A l’occasion de la conférence de vendredi 18 octobre prochain dans notre paroisse, voilà une présentation du grand penseur Jacques Maritain.
Jacques Maritain est un universitaire. Il a été professeur de philosophie à l’Université catholique de Paris entre 1914 et 1939, puis dans les universités américaines. Il a aussi été l’instigateur d’une dizaine de revues. Sa pensée l’a d’abord conduit vers l’anti-modernisme avant de se rallier bien plus distinctement à la pensée démocratique libre. Et son importance dans la sphère catholique mondiale s’est peu à peu accrue, à la faveur d’une conversion spirituelle.
S’il est devenu une figure du catholicisme, Jacques Maritain a grandi dans un milieu agnostique. Il s’est converti à l’âge de 24 ans, en 1906, en même temps que sa femme Raïssa, poète et philosophe juive avec qui il formait un couple indissociable. Ils se sont installés à Meudon, alors que la ville était durant l’entre-deux-guerres une véritable « capitale spirituelle » comme la décrit Michel Fourcade. Visionnaire, Jacques Maritain a été parmi les premiers à condamner le communisme et le fascisme, notamment durant la Seconde Guerre mondiale.
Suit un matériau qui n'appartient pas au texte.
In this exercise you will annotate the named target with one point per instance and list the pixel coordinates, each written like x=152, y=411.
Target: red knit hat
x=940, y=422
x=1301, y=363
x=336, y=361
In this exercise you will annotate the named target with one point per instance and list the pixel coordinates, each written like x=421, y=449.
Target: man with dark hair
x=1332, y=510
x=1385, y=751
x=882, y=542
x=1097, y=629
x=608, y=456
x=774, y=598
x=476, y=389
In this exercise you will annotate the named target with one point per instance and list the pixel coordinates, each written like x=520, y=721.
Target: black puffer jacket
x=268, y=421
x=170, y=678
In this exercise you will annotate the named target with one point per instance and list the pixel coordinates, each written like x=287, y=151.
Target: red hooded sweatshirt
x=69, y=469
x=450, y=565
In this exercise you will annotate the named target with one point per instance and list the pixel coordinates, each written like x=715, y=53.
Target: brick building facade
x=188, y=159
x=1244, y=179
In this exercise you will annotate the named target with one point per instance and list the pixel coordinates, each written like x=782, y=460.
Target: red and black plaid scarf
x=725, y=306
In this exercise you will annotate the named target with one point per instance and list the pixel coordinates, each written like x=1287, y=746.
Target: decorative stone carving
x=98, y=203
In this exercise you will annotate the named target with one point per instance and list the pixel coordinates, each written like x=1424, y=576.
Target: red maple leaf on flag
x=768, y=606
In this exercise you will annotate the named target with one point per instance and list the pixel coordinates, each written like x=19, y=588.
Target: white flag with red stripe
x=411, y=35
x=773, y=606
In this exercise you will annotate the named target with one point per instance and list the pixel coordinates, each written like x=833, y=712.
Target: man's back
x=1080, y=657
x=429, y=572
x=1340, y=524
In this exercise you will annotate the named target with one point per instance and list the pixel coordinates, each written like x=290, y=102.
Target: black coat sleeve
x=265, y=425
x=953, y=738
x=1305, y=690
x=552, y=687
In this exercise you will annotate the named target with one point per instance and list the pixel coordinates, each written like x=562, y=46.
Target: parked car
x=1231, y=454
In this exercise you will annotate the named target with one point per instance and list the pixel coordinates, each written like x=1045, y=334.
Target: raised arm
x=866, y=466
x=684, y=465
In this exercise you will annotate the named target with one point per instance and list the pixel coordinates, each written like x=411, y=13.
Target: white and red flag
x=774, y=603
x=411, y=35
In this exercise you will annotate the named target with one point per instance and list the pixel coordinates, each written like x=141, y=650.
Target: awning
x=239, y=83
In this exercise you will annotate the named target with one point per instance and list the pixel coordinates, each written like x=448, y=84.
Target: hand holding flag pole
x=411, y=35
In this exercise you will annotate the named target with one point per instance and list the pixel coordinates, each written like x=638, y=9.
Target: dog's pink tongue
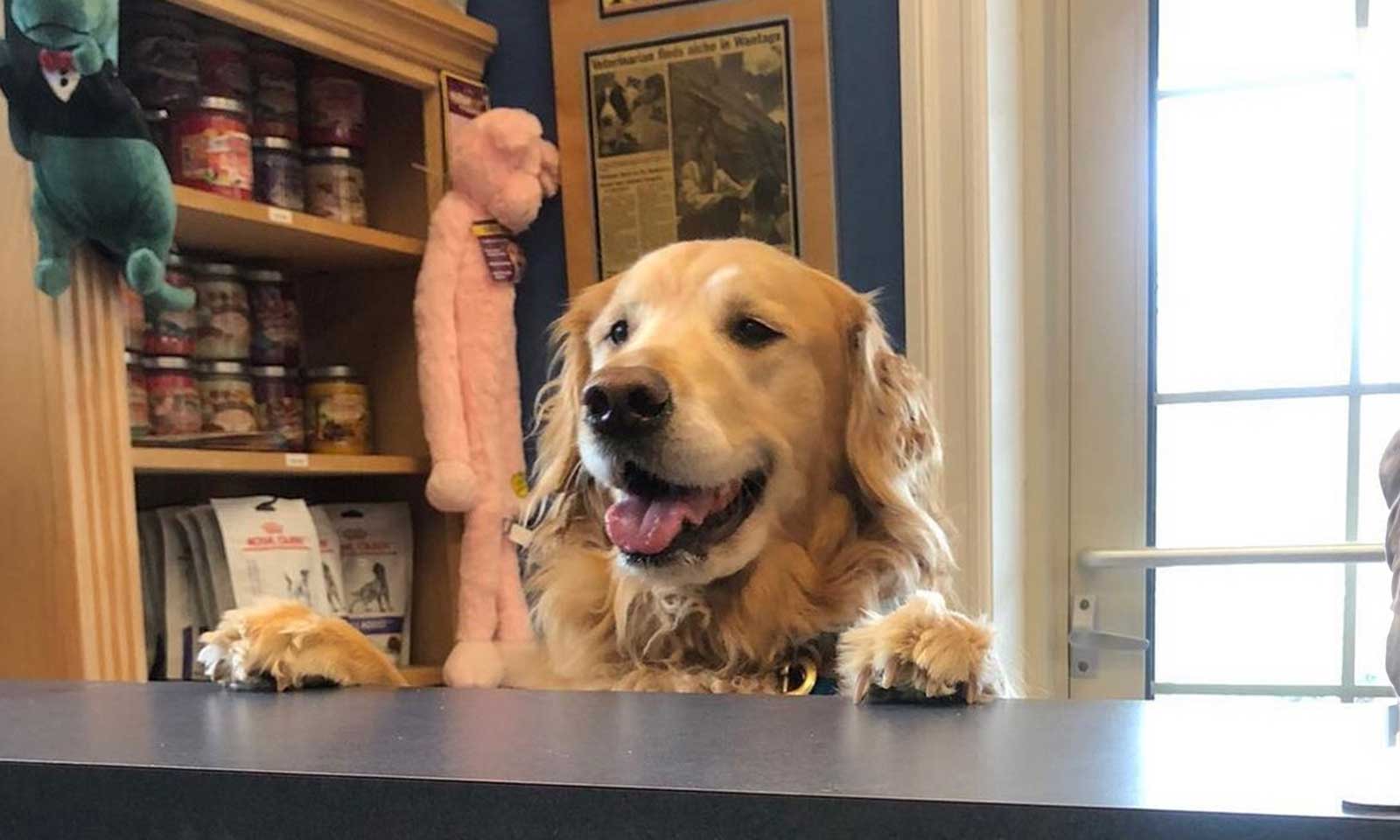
x=648, y=527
Nommé ambassadeur de France près le Saint-Siège en 1945, il a terminé sa vie comme novice chez les Petits frères de Jésus à Toulouse, après la mort de Raïssa en 1960.
La philosophie de saint Thomas d’Aquin est la « patrie philosophique » de Maritain. La pensée thomiste peut se résumer par l’affirmation de l’existence d’un réalisme philosophique, une réalité extérieure indépendante de notre esprit. Ainsi, Maritain actualisait cette pensée « Saint Thomas est un homme du XIIe siècle, il y a beaucoup de problèmes auquel il n’a pas eu l’occasion de penser ». Maritain va tirer de lui toute une philosophie de l’art, une esthétique et va renouveler toutes les questions politiques, métaphysiques en se saisissant et prolongeant les principes de saint Thomas », nous explique Michel Fourcade.